Provisions of the Energy Policy Act of 2005 (HR6) of Interest to Clean Cities Sec. 1823: Alternative Fuels Reports Requires the DOE Secretary to carry out a study on the potential for biodiesel and hythane to become major, sustainable, alternative fuels. The hythane report shall provide a detailed assessment of potential hythane markets and the research and development activities that are necessary to facilitate the commercialization of hythane as a competitive, environmentally friendly transportation fuel. THE FOLLOWING CLEAR ACT-RELATED PROVISION IS INCLUDED IN HIGHWAY BILL (H.R. 3): • Sec. 1113: Volumetric Excise Tax Credit for Alternative Fuels • Provides an excise tax credit (referred to as VEETC) to the seller of CNG or LNG. This credit is different than the fuel credit that had been included in previous versions of the CLEAR ACT. The credit is 50-cent per gasoline-gallon-equivalent for CNG and 50-cents per liquid gallon for LNG for the sale of CNG and LNG for use as a motor vehicle fuel.
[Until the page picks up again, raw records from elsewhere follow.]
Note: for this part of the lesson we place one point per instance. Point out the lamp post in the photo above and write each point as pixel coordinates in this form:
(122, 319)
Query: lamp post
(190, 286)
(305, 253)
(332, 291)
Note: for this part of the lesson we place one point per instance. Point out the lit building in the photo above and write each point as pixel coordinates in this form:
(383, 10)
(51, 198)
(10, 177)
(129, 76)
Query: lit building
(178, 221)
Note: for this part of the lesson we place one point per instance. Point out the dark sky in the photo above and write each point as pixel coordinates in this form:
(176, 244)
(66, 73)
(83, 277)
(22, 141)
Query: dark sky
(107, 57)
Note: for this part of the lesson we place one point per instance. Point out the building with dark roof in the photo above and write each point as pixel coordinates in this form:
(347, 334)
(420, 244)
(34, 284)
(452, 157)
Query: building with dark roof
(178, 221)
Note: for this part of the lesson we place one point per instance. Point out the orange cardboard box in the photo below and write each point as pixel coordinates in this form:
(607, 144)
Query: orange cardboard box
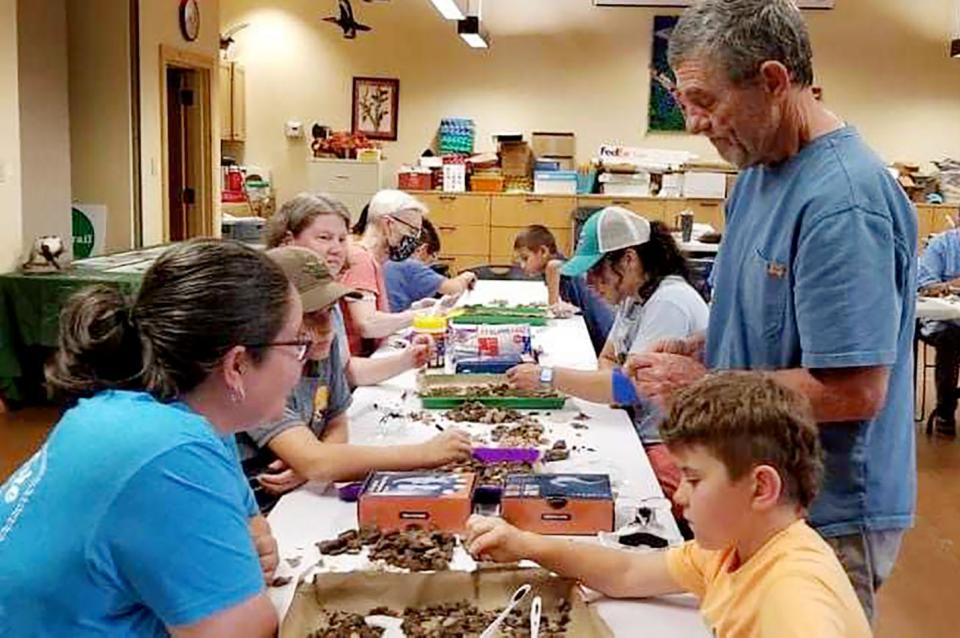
(568, 504)
(431, 500)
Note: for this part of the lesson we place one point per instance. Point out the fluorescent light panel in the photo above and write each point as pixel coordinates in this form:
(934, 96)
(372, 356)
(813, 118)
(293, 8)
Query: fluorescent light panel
(469, 30)
(450, 9)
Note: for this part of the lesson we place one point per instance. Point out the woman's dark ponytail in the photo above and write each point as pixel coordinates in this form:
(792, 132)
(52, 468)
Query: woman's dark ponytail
(100, 345)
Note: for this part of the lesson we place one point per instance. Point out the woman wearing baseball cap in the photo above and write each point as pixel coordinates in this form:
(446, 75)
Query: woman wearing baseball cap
(636, 266)
(309, 442)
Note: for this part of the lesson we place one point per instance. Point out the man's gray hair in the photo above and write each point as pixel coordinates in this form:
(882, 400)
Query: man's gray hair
(740, 35)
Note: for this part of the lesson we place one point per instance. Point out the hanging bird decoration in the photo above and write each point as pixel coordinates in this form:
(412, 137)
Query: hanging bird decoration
(346, 21)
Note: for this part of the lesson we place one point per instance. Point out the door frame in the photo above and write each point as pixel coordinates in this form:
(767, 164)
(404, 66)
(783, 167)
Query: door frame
(206, 67)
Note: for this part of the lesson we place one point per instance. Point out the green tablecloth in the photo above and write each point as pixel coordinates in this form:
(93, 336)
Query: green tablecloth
(30, 307)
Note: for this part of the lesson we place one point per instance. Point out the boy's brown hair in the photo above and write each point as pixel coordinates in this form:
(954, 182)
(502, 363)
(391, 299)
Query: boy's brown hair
(747, 419)
(535, 236)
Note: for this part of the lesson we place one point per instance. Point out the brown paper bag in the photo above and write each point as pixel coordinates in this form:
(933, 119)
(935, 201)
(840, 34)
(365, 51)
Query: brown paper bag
(359, 592)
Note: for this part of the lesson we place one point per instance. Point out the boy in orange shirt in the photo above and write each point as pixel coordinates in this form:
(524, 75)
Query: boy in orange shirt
(750, 456)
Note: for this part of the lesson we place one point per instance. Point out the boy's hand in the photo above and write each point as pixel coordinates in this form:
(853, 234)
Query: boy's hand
(564, 310)
(266, 546)
(280, 478)
(452, 445)
(420, 352)
(494, 539)
(468, 278)
(658, 376)
(525, 376)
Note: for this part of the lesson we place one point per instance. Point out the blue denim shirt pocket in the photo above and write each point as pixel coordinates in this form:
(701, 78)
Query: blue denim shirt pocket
(771, 287)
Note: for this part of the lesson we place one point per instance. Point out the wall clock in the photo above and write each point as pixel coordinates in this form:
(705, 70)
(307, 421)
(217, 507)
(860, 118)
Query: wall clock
(190, 19)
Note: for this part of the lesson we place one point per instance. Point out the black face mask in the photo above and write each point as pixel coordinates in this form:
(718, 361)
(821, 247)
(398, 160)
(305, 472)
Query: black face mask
(405, 248)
It begins on October 1, 2006 (delayed for budget reasons) and expires on September 30, 2009. Partially offsetting the value of the excise tax credit, however, is an increase in the motor fuels excise tax rate for both CNG and LNG. The CNG rate would increase from 4.3 cents per gge to 18.3 cents. The LNG rate would increase from 11.9 cents to 24.3 cents on a LNG gallon basis. The increased tax rate will go into effect on October 1, 2006. Under this approach, CNG and LNG will pay the same rate of tax into the Highway Trust Fund as all other transportation fuels, but then CNG and LNG would receive an excise tax credit paid out of the general fund. The credit will be paid to eligible recipients on a regular basis without regard to the actual amount of excise tax paid. Propane, hydrogen and some minor fuels also are eligible for this credit.